A congregation profits by writing its history. Properly written, history allows us to re-experience past victories and achievements. Even reminders of shared difficulties can be a positive experience for a church. A good congregational history sets the story of a church in the context of something larger. It places present ministries in a historical stream of continuing ministry. A congregational history also gives voice to a church’s relationship and contributions to the community.
Congregational history is the story of people whose lives are connected to our own. These are our people. What they did, and what the Lord did through them, is important in itself. We need no other reason to remember our history.

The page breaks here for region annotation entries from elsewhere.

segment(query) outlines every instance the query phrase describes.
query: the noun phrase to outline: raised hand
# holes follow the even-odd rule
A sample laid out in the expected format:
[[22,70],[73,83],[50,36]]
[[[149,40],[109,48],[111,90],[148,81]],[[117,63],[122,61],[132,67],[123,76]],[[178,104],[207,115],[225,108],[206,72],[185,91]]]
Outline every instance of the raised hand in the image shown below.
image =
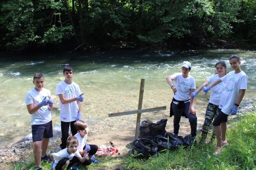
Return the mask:
[[78,97],[77,97],[77,100],[79,102],[82,102],[84,100],[84,98],[82,96],[83,93],[82,93],[79,95]]
[[204,94],[204,95],[206,95],[207,92],[208,92],[208,91],[210,90],[210,89],[211,88],[210,87],[210,86],[205,86],[203,87],[203,91],[205,92],[205,93]]
[[46,99],[46,96],[45,96],[43,100],[38,104],[38,105],[40,108],[43,106],[47,106],[48,105],[48,103],[47,103],[48,101],[48,100]]

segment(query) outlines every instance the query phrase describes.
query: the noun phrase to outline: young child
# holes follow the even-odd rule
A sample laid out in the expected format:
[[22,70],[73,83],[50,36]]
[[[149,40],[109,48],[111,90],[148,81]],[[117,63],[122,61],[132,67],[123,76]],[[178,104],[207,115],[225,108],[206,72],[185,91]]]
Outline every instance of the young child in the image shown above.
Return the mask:
[[217,148],[214,152],[215,154],[220,154],[222,149],[222,145],[227,144],[226,133],[228,116],[230,115],[236,114],[238,108],[247,89],[248,78],[245,73],[241,69],[240,58],[236,55],[233,55],[229,58],[229,63],[234,71],[216,80],[209,86],[203,88],[203,91],[206,93],[211,88],[221,82],[223,82],[226,84],[225,89],[221,96],[219,107],[221,110],[213,121],[217,139]]
[[98,161],[92,158],[92,156],[97,151],[98,146],[86,144],[87,136],[89,132],[87,123],[83,121],[78,121],[75,123],[74,125],[77,130],[77,133],[74,136],[78,140],[78,151],[81,155],[83,155],[87,152],[89,153],[88,156],[89,159],[82,163],[82,165],[87,166],[90,165],[92,162],[95,163],[98,162]]
[[[83,162],[89,159],[86,152],[82,157],[78,151],[78,140],[76,137],[70,136],[68,138],[66,143],[66,148],[58,153],[50,154],[53,162],[54,162],[52,163],[53,170],[64,170],[66,167],[69,169],[79,161]],[[75,157],[77,159],[74,159]]]
[[[194,109],[194,99],[190,99],[190,94],[195,91],[195,79],[188,73],[191,64],[184,61],[181,64],[181,73],[174,74],[166,77],[167,83],[173,92],[173,98],[171,104],[170,117],[174,116],[173,119],[173,133],[178,136],[181,116],[188,118],[191,128],[191,135],[194,139],[196,137],[197,119]],[[172,81],[174,81],[175,85]]]
[[[217,80],[225,76],[226,74],[227,65],[225,62],[219,61],[215,65],[217,73],[212,74],[207,78],[203,84],[200,86],[197,90],[191,94],[192,99],[193,99],[202,89],[203,87],[207,86],[210,83],[212,83]],[[225,89],[225,84],[222,82],[213,87],[211,90],[211,96],[209,100],[209,104],[207,106],[204,119],[204,123],[202,128],[202,137],[200,143],[204,142],[207,136],[209,128],[214,118],[216,118],[220,109],[219,108],[220,101],[220,95]],[[215,131],[213,130],[212,135],[211,138],[212,140],[215,138]]]
[[[53,108],[53,100],[50,90],[43,88],[45,80],[43,74],[35,73],[33,82],[35,88],[26,94],[25,102],[31,115],[35,169],[41,170],[41,161],[50,160],[46,155],[49,138],[53,136],[51,111]],[[42,157],[42,155],[44,157]]]
[[60,108],[62,149],[66,147],[70,126],[72,135],[77,133],[74,126],[76,121],[81,120],[81,103],[84,100],[78,85],[72,81],[74,70],[72,66],[66,65],[63,69],[65,80],[57,84],[56,95],[59,96]]

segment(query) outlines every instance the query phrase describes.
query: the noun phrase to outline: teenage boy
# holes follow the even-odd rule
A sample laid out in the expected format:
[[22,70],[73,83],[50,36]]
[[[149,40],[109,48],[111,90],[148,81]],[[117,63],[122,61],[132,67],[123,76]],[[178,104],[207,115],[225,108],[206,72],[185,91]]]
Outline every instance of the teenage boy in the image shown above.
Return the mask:
[[[35,169],[41,170],[41,161],[50,160],[46,154],[49,138],[53,136],[51,111],[53,108],[53,100],[50,90],[43,88],[45,80],[43,74],[35,74],[33,82],[35,88],[27,93],[25,102],[31,115]],[[42,155],[44,156],[42,157]]]
[[[92,162],[95,163],[99,162],[97,160],[92,157],[98,150],[98,146],[96,145],[88,145],[86,144],[87,137],[89,132],[87,123],[82,121],[76,122],[74,124],[75,127],[77,130],[77,133],[75,135],[75,137],[77,138],[78,140],[78,150],[81,155],[83,155],[84,153],[88,152],[89,159],[82,163],[82,164],[85,166],[89,165]],[[75,159],[74,158],[74,159]]]
[[65,80],[57,84],[56,95],[59,96],[60,108],[62,149],[66,148],[69,136],[69,126],[72,135],[77,133],[74,124],[82,120],[81,103],[84,100],[78,85],[72,81],[74,70],[72,66],[66,65],[63,69]]
[[[50,156],[53,161],[52,168],[53,170],[64,170],[67,167],[69,169],[72,166],[80,161],[83,162],[89,159],[87,152],[82,157],[77,150],[78,140],[76,137],[70,136],[66,141],[67,147],[57,153],[51,153]],[[75,156],[77,158],[73,159]]]

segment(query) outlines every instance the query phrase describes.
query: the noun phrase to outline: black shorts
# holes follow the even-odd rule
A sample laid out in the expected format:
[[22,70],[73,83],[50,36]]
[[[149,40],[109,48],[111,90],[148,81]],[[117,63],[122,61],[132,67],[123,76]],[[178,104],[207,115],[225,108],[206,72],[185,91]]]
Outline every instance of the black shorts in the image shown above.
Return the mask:
[[43,138],[50,138],[53,136],[52,132],[52,122],[45,124],[33,125],[32,128],[32,139],[33,142],[42,141]]
[[221,111],[214,119],[213,124],[214,126],[220,126],[222,122],[228,122],[228,115],[223,113]]

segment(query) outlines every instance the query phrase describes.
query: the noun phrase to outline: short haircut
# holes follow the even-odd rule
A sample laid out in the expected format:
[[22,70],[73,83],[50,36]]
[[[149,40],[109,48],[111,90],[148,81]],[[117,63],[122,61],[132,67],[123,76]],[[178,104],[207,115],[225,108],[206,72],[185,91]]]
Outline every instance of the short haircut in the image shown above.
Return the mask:
[[74,72],[74,70],[73,69],[73,67],[71,65],[65,65],[64,67],[64,68],[63,69],[63,73],[65,73],[65,71],[72,71],[73,72]]
[[42,74],[41,73],[36,73],[34,75],[34,77],[33,77],[33,80],[35,81],[35,80],[36,78],[40,78],[42,77],[44,78],[44,76],[43,75],[43,74]]
[[239,61],[241,60],[241,59],[240,58],[240,57],[239,57],[238,55],[236,54],[232,55],[230,58],[229,58],[229,60],[230,60],[231,59],[233,59],[234,58],[235,58],[238,61]]
[[76,122],[74,125],[75,126],[75,128],[77,130],[82,130],[87,128],[88,125],[87,123],[83,121],[77,121]]
[[77,144],[78,145],[78,139],[73,136],[70,136],[67,140],[67,146],[68,146],[70,144]]

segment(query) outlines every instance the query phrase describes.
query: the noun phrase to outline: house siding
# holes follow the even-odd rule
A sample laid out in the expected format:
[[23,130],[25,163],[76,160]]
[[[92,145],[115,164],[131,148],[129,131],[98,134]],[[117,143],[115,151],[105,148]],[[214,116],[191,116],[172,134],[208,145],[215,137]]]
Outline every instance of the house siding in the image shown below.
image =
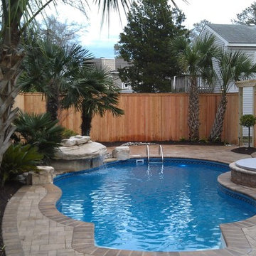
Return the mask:
[[[212,30],[212,28],[205,26],[203,28],[200,37],[203,37],[206,34],[214,35],[215,36],[215,44],[217,46],[223,48],[226,50],[238,50],[246,54],[253,63],[255,63],[256,58],[256,48],[253,47],[235,47],[229,46],[228,42],[225,41],[220,36],[218,35],[216,32]],[[256,41],[255,41],[256,43]],[[216,73],[219,73],[219,68],[217,65],[217,62],[213,60],[213,67]],[[256,76],[251,78],[251,79],[256,79]],[[214,92],[220,92],[221,90],[220,83],[217,82],[214,87]],[[235,86],[235,83],[231,85],[229,92],[238,92],[238,88]],[[252,114],[252,88],[245,87],[243,90],[243,114]],[[243,127],[242,134],[243,136],[247,136],[248,129],[246,127]]]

Every church has a different way to research and write its history. This is determined by the project’s size and nature, by the available talent, and by personal dynamics within the church. One or two persons with strong organizing and writing skills should be responsible for the project. They will need to be creative in finding and interpreting information. They should be tenacious in carrying the project through to the finish. There will be dead ends and times when interest wanes. At times it may seem that there are few resources; at other times research materials may appear overwhelming. All this is part of the work.
Those charged with the project may want a small committee to help research and organize the material. The historian should also report periodically to the pastor or to a church history committee. A series of deadlines can help keep the project moving, but goals should be realistic. The calendar should not become a discouraging dictator, and a new calendar can be created if the old one is too ambitious. But keep the project moving. Don’t let it be tabled until later.